Martín Cortes is a Professor of Political Science at the Universidad Autónoma de Madrid and a doctoral researcher with the Carlos III – Juan March Institute for Social Sciences. During the lecture, she addressed the role of the Podemos party, formed in 2014, and the impact of their rhetoric and electoral success on the Spanish political system. Students were especially interested in the gap between Podemos’ record-setting turnout in its first election as a political party and the party’s future after decreased votes in subsequent elections.
The lecture was ideally timed, just days after Prime Minister Mariano Rajoy had faced a no-confidence vote brought forward by Podemos to denounce corruption. Martín Cortes challenged students to consider the optics and symbolic importance of the vote for Podemos, even if Rajoy’s minority coalition ultimately survived.
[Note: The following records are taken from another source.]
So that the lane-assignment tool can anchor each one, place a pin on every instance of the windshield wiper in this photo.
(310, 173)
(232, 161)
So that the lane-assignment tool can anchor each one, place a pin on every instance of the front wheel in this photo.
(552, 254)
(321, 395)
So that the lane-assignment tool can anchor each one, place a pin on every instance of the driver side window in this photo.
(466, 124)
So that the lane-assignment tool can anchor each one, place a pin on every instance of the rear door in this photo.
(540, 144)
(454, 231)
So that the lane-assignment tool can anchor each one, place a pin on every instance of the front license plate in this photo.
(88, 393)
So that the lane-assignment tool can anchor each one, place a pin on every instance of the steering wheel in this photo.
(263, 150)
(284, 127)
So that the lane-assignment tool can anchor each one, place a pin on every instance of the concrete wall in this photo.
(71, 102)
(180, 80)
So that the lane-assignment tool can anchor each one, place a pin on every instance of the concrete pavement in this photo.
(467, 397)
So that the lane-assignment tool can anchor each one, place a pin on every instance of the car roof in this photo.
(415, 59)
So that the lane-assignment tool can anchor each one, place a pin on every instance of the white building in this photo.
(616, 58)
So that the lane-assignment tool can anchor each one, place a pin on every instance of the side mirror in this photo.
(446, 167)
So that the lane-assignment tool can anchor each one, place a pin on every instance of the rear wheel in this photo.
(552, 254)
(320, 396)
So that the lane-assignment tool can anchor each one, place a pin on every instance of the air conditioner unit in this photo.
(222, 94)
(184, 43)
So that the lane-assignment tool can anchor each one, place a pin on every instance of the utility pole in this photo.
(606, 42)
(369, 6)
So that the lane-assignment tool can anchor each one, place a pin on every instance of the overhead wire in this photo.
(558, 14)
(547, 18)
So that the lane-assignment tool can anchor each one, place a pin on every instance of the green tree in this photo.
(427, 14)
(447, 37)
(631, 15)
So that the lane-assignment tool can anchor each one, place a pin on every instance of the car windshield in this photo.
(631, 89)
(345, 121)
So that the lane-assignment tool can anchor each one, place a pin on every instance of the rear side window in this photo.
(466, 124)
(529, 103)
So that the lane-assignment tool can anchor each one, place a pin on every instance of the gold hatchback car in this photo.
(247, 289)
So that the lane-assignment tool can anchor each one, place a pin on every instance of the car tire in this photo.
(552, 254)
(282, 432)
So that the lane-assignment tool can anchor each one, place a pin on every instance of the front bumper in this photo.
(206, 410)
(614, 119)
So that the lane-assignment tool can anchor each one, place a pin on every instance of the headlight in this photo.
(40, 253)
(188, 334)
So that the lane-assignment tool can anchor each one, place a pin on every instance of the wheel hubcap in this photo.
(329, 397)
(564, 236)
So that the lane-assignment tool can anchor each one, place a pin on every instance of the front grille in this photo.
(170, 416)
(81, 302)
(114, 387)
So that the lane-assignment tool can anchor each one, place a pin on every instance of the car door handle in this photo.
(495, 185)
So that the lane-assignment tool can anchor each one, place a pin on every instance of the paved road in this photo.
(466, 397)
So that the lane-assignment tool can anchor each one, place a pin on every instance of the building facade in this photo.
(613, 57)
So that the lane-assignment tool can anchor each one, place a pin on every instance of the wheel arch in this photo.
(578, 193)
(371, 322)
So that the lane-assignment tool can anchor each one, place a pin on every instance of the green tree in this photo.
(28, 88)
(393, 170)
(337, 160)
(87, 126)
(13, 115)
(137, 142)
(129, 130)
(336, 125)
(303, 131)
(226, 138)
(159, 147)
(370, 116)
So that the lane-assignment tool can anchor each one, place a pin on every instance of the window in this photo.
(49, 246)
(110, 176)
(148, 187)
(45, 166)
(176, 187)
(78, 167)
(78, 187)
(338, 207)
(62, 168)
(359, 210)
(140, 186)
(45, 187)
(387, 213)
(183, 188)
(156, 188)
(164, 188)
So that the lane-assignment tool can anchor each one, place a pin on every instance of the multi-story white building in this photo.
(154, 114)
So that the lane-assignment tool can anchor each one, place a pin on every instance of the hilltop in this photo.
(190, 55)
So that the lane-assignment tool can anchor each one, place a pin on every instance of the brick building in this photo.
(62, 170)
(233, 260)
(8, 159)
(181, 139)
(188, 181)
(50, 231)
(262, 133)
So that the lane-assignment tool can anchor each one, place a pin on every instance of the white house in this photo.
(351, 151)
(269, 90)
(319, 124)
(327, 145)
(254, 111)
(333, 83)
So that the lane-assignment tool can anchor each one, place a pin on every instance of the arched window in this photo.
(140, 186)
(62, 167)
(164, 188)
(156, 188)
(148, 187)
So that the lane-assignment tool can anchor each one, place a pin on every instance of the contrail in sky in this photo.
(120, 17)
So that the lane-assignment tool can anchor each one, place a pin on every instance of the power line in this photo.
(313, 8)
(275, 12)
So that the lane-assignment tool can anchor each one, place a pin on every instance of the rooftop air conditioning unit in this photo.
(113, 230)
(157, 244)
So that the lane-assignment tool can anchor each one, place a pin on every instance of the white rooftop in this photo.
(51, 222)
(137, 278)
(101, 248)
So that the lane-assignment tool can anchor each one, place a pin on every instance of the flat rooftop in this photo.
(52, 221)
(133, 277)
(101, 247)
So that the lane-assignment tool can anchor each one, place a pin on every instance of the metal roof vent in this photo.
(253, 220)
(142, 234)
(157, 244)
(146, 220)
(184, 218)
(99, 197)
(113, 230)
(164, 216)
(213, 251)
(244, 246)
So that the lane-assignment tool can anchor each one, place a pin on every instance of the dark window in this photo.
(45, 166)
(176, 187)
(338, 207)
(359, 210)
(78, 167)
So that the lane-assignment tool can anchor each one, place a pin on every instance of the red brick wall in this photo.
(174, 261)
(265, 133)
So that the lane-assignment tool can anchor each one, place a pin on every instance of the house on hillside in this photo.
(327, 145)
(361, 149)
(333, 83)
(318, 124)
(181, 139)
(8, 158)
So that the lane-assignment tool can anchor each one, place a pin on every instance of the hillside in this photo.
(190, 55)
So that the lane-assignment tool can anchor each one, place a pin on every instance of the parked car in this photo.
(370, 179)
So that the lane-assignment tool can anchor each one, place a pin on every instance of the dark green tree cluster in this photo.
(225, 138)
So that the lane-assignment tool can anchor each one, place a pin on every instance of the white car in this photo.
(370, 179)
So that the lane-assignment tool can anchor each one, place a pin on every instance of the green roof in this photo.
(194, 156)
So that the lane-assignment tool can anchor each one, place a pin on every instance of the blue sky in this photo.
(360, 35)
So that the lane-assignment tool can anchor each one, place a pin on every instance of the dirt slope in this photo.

Directed by Emory Professor of Political Science, Jeffrey Staton, the program spends three weeks in Madrid before continuing comparative study in Barcelona, Edinburgh, and Berlin. Students enroll in three courses, one examining differences in electoral and party systems across Europe and the results for public policy, a second course addressing authoritarianism and historical memory in Spain and Germany, and a third Economics course.
While in Madrid, Accent also arranged lectures with local faculty on Spanish history, as well as meetings with political figures including Miguel López, advisor to Podemos for peace and security, and Ivan Sven Glasovac, a political consultant and lobbyist who has worked extensively with Spain’s current governing party, Partido Popular.